The solar panels segment is expected to be the largest during the forecast period
The solar panels segment is estimated to be the largest. Spacecraft weight and complexity are decreased by their capacity to capture energy straight from the sun, eliminating away with the requirement for fuel or other onboard energy storage. Furthermore, solar panels have a high power-to-weight ratio, which makes them perfect for missions requiring prolonged operation. Solar panels are growing increasingly appealing for space applications as solar cell technology advances, providing increased efficiency and reduced costs. Additionally, the need for solar power supply is being driven by the expansion of satellite constellations and the rising demand for space-based services.

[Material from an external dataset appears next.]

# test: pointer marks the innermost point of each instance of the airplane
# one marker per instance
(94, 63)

The satellites segment is expected to have the highest CAGR during the forecast period
The satellites segment is anticipated to witness the highest CAGR during the forecast period, because of increased connection for broadband internet, telephony, and disaster management, the growing need for global communication and data services, and developments in satellite technology, including miniaturization and small satellites. Demand for satellites is also fuelled by the increased emphasis on Earth observation for urban planning, agriculture, and climate monitoring. Reliable, effective power systems are essential for satellite operations as countries make investments in space capabilities.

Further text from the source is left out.